Recentrados no estatuto jurídico da propriedade horizontal, que aqui nos ocupa, e tendo presente que a obrigação propter rem, no caso de origem legal, só surge quando verificados os respetivos pressupostos, ou seja quando ocorra um ato translativo do direito real antes do cumprimento[10]. Existe uma communis opinio no sentido de que a obrigação propter rem se transmite para o subadquirente, porque, como dissemos, é uma obrigação conexa ou acessória do direito real, e deve acompanhar o correspondente direito. Assim, se os Réus vendessem as suas frações, os encargos em dívida acompanhariam o direito real de propriedade e a dívida poderia recair sobre o adquirente (esta solução não é unívoca). É do estatuto da propriedade horizontal que deriva a necessária contribuição do condómino para as despesas de conservação das partes comuns do edifício, pelo que, em princípio, acompanham as frações transmitidas.
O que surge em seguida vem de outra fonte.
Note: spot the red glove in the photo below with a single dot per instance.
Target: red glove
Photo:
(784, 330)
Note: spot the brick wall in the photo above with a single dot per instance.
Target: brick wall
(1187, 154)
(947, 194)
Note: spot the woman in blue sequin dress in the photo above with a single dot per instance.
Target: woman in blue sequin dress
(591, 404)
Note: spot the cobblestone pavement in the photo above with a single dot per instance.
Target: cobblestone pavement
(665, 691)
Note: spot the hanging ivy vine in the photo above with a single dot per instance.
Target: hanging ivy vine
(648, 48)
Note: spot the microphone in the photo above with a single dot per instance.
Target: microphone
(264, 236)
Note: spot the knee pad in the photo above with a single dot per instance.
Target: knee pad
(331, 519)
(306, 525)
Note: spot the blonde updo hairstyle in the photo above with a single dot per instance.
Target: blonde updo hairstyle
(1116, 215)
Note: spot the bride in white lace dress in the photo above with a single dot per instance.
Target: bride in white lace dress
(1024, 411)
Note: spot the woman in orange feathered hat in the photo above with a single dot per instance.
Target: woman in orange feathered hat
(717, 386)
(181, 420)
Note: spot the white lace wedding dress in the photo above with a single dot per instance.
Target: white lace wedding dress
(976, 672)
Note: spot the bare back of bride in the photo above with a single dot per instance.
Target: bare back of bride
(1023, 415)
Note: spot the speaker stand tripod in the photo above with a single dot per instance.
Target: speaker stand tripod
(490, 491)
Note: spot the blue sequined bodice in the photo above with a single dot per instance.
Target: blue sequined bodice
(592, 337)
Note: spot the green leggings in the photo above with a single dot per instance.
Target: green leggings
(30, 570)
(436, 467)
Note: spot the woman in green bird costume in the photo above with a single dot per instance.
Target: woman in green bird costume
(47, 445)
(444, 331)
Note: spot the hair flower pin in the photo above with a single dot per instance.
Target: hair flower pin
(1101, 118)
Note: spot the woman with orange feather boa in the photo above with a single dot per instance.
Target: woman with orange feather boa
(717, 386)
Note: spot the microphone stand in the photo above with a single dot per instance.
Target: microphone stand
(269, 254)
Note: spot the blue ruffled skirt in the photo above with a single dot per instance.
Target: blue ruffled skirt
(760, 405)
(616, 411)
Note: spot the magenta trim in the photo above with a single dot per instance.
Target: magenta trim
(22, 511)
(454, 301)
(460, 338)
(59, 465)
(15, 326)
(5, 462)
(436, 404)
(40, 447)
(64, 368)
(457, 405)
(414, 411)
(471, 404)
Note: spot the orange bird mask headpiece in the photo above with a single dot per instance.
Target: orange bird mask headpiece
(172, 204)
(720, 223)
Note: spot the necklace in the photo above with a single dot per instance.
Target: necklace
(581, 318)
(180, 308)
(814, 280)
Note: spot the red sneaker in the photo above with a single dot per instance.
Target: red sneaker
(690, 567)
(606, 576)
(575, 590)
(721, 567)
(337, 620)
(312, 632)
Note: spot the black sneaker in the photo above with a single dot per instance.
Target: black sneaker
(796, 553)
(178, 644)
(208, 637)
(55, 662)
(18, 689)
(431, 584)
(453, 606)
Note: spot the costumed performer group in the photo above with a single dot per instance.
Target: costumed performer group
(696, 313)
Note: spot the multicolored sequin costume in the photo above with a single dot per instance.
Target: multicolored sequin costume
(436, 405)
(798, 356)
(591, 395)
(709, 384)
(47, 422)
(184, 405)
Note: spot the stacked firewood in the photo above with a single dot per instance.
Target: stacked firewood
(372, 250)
A exigência da comparticipação nas despesas do condomínio é, como exposto, uma obrigação propter rem, pois o respetivo sujeito passivo está vinculado não por via de um contrato, mas por ser titular de um determinado direito real. Frequentemente qualificadas como obrigações reais ambulatórias, não é fácil estabelecer uma delimitação rigorosa entre as obrigações reais ambulatórias e as não ambulatórias, o que legitima a prevalência de uma solução casuística. Todavia, são tidas como ambulatórias as obrigações reais de facere, que imponham ao devedor a prática de atos materiais sobre a coisa que constitui objeto do direito real, e não ambulatórias as restantes, as obrigações de dare[11]. É em torno desta qualificação que se discute se a transmissão do direito real exonera o transmitente do dever de prestar, passando a ser responsável o adquirente. Questão que aqui não nos ocupa, mas são estas características das obrigações propter rem que serviram de fundamento à decisão recorrida para excluir a sua oponibilidade ao Condomínio para efeitos da operatividade da exceção de não cumprimento, embora os Réus não tenham invocado expressamente essa exceção, antes tendo deduzido pedido reconvencional consubstanciado na realização das obras necessárias à eliminação dos danos causados na sua fração AZ e na indemnização pelos danos padecidos, com compensação dos valores peticionados.
De todo o modo, o quadro factual por eles alegado na contestação reconduz-se a tal enquadramento jurídico, que foi reiterado em sede de alegação recursiva, agora de forma explícita, afirmando: “Entende também a Recorrente que, perante os factos assentes, esta pode recusar o pagamento da sua contribuição para as despesas comuns, enquanto o condomínio não proceder à reparação dos defeitos das partes comuns, que impedem a normal utilização das frações desse condomínio.”
Donde a pertinência da reapreciação recursiva dessa questão.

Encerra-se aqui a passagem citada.